Wednesday, January 04, 2006

The Gift of Mortality

The roses were blooming again. I paused long enough to pluck one from its wild, entangling bush. The depth of its color made my hand seem all the more pale. Its petals were so soft, so red, so alive. Unlike me. How I yearned for the warmth of life once more, pulsing through my body, coloring the ever fair apples of my cheeks. There was a time-I remember it with some difficulty, for I was young then, even to human standards-there was a time when I had the gift of mortality. Clenching the rose tightly in my hand, I pressed it to my breast and found my way to my chosen place in the deserted castle; a stone balcony overlooking the rest of the gronds and the forest that was slowly taking back the land that had been stolen from it all those years ago. 'For civilization!' they had probably said as they destroyed the ancient trees, ripped up the earth. 'For the betterment of mankind!' But such is how we-they; humans-always think, always have thought, and always will think. I find myself, as time goes on, slipping farther and farther from those thoughts, and more and more do I lose myself in thoughts seemingly not my own. I am losing myself, I think-sometimes all I do is think for hours at a time, possibly days; time slips by me so-and yet I cannot summon the will, the strength, the energy, to be afraid. I am only cold...only empty, forever empty. Though however devoid of life I may be, I will never die.
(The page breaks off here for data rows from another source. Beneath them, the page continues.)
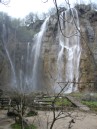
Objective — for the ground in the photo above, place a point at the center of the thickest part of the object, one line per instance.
(5, 121)
(83, 120)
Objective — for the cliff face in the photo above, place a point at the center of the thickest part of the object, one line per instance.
(47, 67)
(88, 61)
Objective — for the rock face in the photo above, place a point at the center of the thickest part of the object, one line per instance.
(49, 53)
(88, 61)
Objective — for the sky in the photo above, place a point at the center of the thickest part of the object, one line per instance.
(21, 8)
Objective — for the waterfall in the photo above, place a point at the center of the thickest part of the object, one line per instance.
(69, 55)
(4, 38)
(38, 44)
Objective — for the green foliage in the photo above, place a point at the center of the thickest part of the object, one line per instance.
(32, 113)
(18, 126)
(91, 105)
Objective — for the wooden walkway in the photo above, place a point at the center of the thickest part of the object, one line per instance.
(77, 103)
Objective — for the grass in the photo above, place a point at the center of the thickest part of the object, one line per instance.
(63, 102)
(59, 101)
(18, 126)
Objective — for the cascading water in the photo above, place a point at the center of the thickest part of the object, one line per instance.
(69, 41)
(4, 38)
(38, 44)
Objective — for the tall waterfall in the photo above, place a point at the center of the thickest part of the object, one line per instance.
(38, 44)
(5, 43)
(69, 55)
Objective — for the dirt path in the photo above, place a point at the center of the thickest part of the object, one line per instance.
(5, 122)
(82, 120)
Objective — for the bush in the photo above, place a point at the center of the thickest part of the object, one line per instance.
(18, 126)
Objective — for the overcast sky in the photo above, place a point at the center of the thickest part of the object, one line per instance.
(21, 8)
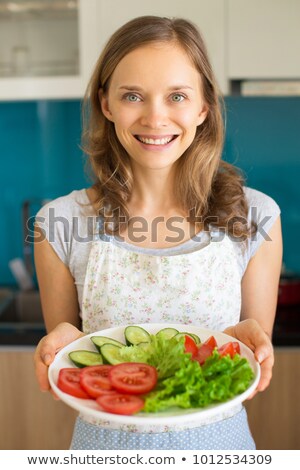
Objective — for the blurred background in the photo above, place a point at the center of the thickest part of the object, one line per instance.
(47, 53)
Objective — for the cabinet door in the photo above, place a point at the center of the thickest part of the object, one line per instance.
(208, 15)
(30, 419)
(274, 415)
(46, 48)
(263, 39)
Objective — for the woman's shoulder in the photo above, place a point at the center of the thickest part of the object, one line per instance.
(73, 203)
(260, 204)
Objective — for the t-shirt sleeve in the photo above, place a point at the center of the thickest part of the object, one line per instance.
(264, 211)
(55, 219)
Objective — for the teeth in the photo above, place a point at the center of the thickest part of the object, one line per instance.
(163, 141)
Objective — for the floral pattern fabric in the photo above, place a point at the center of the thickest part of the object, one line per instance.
(123, 287)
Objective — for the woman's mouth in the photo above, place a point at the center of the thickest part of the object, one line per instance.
(156, 140)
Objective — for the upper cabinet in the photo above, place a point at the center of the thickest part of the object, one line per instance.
(208, 15)
(48, 48)
(263, 39)
(45, 48)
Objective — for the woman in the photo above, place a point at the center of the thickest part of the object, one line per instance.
(175, 239)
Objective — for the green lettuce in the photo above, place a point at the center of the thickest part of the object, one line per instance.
(195, 386)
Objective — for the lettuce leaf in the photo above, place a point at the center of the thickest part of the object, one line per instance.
(195, 386)
(166, 355)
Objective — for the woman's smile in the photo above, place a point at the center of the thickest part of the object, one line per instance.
(155, 117)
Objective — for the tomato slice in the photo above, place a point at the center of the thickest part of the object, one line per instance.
(133, 377)
(190, 346)
(231, 348)
(204, 351)
(120, 404)
(69, 382)
(95, 379)
(211, 341)
(236, 347)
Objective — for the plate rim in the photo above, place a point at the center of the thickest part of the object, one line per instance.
(153, 419)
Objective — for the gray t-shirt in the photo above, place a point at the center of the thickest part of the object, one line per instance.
(70, 225)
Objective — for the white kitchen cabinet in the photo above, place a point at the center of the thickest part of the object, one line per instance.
(46, 48)
(49, 50)
(208, 15)
(263, 39)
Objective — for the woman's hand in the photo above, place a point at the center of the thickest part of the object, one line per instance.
(48, 346)
(251, 333)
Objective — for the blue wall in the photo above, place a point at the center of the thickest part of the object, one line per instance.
(41, 158)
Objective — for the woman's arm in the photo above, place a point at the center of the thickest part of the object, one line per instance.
(59, 304)
(259, 300)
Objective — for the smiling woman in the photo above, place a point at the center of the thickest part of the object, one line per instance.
(154, 136)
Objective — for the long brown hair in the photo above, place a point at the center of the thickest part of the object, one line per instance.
(206, 186)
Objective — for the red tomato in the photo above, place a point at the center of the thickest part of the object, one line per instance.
(133, 377)
(236, 347)
(231, 348)
(95, 379)
(211, 341)
(204, 351)
(69, 382)
(120, 404)
(190, 346)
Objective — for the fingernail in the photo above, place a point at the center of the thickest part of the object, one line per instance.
(260, 357)
(47, 359)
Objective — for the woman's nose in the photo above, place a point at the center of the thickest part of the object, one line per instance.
(155, 115)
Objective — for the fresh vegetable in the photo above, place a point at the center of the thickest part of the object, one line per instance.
(69, 382)
(120, 403)
(195, 386)
(169, 368)
(136, 335)
(81, 358)
(94, 379)
(99, 341)
(134, 378)
(190, 347)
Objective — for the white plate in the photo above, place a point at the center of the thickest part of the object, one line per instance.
(176, 416)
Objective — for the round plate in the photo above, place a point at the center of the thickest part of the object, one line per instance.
(175, 416)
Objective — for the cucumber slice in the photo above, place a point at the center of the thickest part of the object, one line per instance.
(167, 333)
(192, 335)
(82, 358)
(196, 338)
(111, 354)
(99, 341)
(136, 335)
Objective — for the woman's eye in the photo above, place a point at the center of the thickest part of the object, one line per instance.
(178, 97)
(132, 98)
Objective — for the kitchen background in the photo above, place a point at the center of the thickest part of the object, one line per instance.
(47, 51)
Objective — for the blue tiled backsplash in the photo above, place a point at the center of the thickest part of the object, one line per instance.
(41, 159)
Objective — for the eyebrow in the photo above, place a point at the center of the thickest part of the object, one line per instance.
(172, 88)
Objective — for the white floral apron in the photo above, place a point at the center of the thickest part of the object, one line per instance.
(127, 285)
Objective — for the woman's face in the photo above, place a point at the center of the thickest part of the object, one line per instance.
(155, 102)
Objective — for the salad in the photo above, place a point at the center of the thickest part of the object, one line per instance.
(155, 372)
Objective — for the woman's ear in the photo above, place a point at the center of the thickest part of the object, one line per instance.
(103, 98)
(202, 114)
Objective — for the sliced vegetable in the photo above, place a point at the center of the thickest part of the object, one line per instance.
(190, 347)
(120, 403)
(133, 378)
(167, 333)
(83, 358)
(136, 334)
(231, 348)
(69, 382)
(99, 341)
(111, 354)
(95, 378)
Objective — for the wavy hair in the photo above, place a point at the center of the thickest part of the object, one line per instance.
(206, 186)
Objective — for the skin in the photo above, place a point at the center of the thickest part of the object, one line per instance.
(156, 107)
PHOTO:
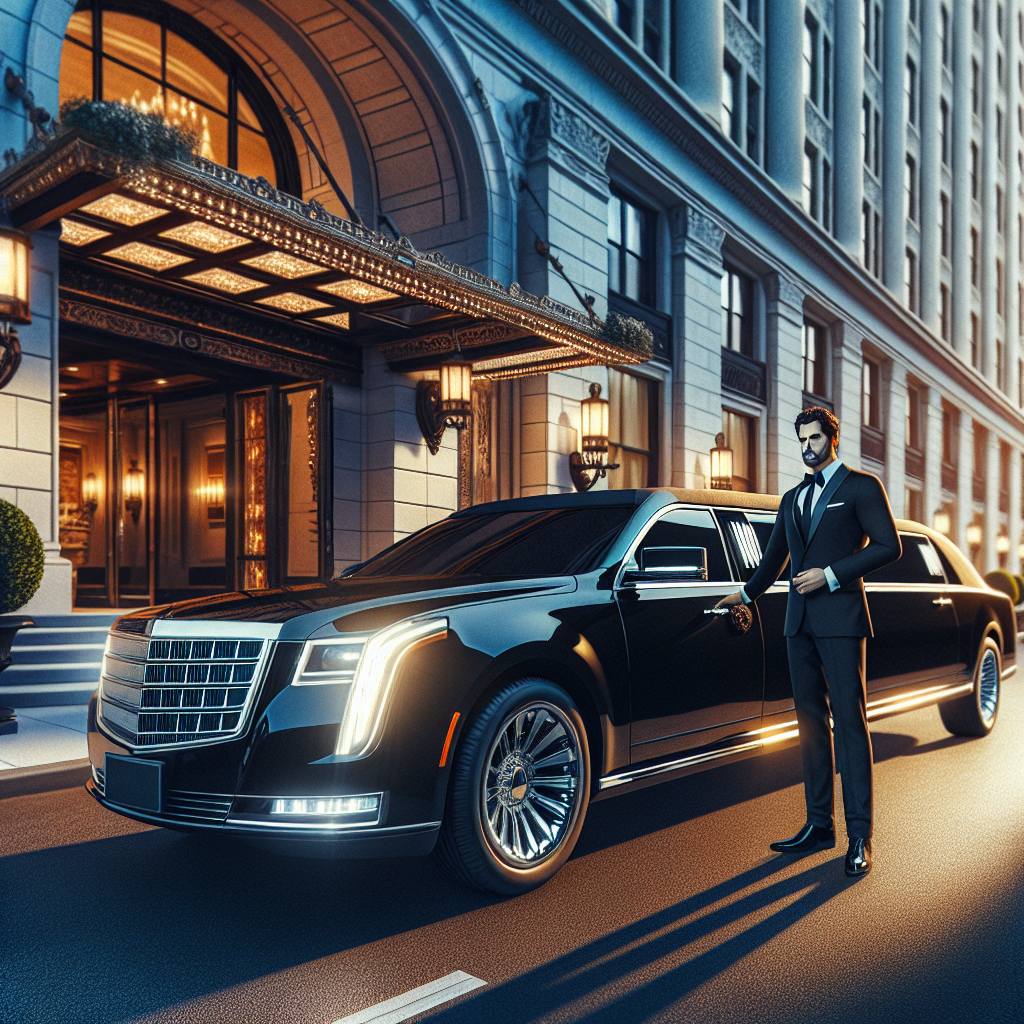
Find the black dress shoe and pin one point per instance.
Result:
(858, 857)
(809, 838)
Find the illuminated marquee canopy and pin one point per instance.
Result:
(210, 229)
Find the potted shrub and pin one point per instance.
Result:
(20, 573)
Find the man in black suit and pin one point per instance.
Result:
(821, 527)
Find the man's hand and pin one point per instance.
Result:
(809, 580)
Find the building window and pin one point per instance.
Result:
(810, 180)
(631, 244)
(910, 87)
(730, 112)
(870, 408)
(166, 65)
(910, 186)
(944, 131)
(737, 312)
(815, 356)
(633, 430)
(753, 116)
(910, 280)
(811, 58)
(740, 435)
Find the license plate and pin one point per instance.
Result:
(131, 782)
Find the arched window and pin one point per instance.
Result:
(159, 59)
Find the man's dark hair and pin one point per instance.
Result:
(829, 424)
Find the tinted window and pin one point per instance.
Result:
(541, 542)
(919, 563)
(689, 528)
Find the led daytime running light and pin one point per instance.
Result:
(379, 666)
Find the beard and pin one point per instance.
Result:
(814, 459)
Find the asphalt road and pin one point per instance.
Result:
(671, 909)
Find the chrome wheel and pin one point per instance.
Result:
(988, 685)
(530, 785)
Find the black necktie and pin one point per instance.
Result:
(811, 479)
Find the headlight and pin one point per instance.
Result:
(329, 660)
(378, 666)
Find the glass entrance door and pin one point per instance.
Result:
(132, 460)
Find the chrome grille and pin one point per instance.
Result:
(170, 691)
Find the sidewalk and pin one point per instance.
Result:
(48, 752)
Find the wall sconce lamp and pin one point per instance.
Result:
(444, 402)
(90, 494)
(134, 489)
(721, 465)
(14, 305)
(588, 468)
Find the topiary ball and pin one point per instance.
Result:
(20, 558)
(1003, 581)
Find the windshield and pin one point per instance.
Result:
(536, 543)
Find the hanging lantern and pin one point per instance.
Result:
(721, 465)
(134, 491)
(588, 468)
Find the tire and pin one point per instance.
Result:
(975, 714)
(518, 793)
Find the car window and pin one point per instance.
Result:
(535, 543)
(689, 528)
(919, 563)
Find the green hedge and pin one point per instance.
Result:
(20, 558)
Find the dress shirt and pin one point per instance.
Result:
(799, 499)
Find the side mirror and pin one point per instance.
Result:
(674, 563)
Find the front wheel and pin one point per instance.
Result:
(974, 714)
(519, 791)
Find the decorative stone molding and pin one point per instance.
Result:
(817, 130)
(743, 43)
(782, 290)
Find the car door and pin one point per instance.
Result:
(693, 680)
(915, 637)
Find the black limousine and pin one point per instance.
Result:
(470, 689)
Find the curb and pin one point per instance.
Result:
(44, 778)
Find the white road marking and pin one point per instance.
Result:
(416, 1000)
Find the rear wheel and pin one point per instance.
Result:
(974, 714)
(519, 791)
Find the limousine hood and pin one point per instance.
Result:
(354, 604)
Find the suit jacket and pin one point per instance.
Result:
(852, 510)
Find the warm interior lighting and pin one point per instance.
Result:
(14, 247)
(457, 382)
(123, 210)
(90, 493)
(357, 291)
(134, 491)
(594, 421)
(77, 233)
(721, 465)
(147, 256)
(209, 238)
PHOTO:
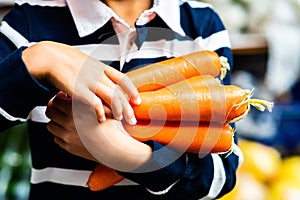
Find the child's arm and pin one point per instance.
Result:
(34, 74)
(161, 170)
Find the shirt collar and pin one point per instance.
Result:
(90, 15)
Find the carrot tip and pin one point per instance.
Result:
(262, 104)
(225, 67)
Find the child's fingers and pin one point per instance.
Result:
(117, 100)
(90, 98)
(125, 83)
(127, 110)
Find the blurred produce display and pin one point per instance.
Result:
(15, 163)
(265, 174)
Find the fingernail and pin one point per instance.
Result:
(132, 121)
(103, 118)
(120, 117)
(138, 100)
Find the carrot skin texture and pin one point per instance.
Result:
(214, 103)
(185, 136)
(167, 72)
(103, 177)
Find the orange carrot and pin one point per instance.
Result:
(161, 74)
(185, 136)
(210, 103)
(190, 136)
(103, 177)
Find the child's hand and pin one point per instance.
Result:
(76, 130)
(83, 77)
(62, 126)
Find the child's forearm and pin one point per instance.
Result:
(111, 145)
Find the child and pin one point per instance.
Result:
(124, 34)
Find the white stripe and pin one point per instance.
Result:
(14, 36)
(219, 173)
(197, 4)
(103, 52)
(59, 3)
(61, 176)
(66, 177)
(218, 180)
(163, 191)
(9, 117)
(158, 48)
(237, 151)
(38, 115)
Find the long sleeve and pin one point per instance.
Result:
(20, 92)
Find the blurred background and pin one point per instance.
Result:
(266, 47)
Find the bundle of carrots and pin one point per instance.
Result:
(185, 106)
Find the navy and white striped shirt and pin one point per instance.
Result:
(170, 28)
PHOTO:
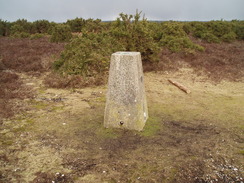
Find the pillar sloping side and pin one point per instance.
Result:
(126, 105)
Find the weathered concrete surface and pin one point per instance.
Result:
(126, 105)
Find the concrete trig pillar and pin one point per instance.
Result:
(126, 105)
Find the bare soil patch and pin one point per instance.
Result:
(188, 138)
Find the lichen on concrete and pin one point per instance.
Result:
(126, 105)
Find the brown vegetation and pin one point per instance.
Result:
(223, 61)
(25, 55)
(21, 55)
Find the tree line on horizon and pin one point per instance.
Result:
(91, 42)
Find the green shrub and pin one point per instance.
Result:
(180, 44)
(40, 26)
(20, 35)
(36, 36)
(238, 28)
(61, 33)
(135, 35)
(76, 24)
(176, 40)
(4, 28)
(217, 31)
(229, 37)
(89, 54)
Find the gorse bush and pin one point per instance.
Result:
(176, 40)
(218, 31)
(89, 54)
(61, 33)
(135, 35)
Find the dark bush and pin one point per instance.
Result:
(61, 33)
(76, 24)
(176, 40)
(89, 54)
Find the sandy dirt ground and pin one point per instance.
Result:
(196, 137)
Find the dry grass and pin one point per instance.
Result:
(223, 61)
(24, 55)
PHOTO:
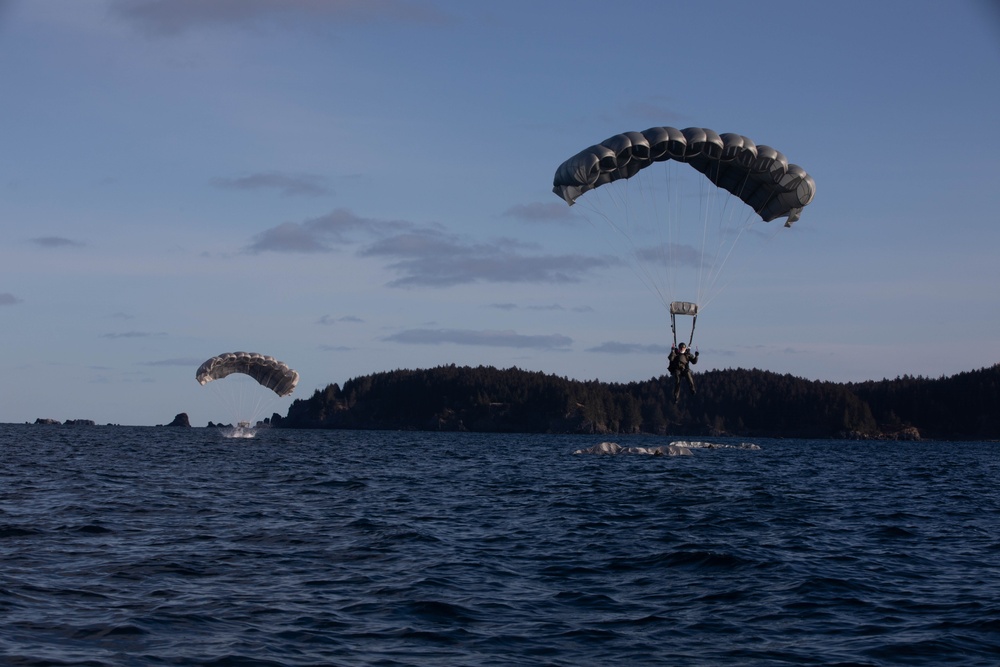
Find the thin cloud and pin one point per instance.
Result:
(132, 334)
(331, 320)
(336, 348)
(612, 347)
(539, 212)
(55, 242)
(549, 307)
(173, 17)
(670, 253)
(481, 338)
(289, 185)
(177, 361)
(322, 234)
(430, 258)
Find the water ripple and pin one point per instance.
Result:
(136, 546)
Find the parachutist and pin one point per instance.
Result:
(680, 359)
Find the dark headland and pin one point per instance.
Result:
(732, 402)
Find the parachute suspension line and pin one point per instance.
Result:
(673, 326)
(617, 201)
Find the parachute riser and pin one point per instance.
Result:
(683, 308)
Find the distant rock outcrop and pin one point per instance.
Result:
(181, 420)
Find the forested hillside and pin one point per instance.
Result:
(729, 402)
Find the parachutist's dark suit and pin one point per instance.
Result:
(679, 368)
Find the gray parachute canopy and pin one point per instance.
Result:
(268, 371)
(759, 175)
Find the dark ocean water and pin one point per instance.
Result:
(157, 546)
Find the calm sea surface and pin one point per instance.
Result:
(160, 546)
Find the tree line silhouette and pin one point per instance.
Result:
(735, 402)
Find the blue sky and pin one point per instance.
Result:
(359, 186)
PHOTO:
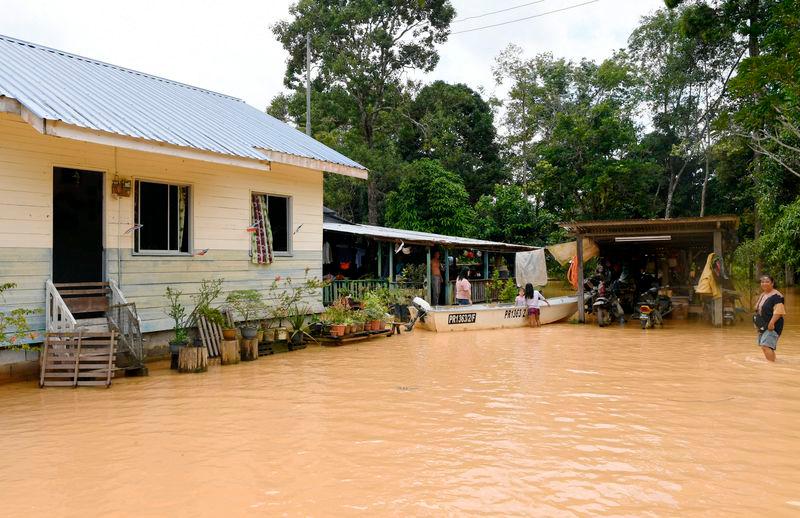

I think one day I shall become merely a ghost, a wraith among these ruins in days when no one will remember my times; I barely remember them myself anymore. Possibly an explorer, someone young, will happen upon the castle in ten years, or a hundred, or a thousand, and will see me, just a lost figure of an eternally young woman, wandering, with no purpose or meaning. Just a figure-just a pale specter who turns haunted black eyes upon the world, but no longer thinks or acts or anything having to do with a free and unencumbered mind-I shall just wander.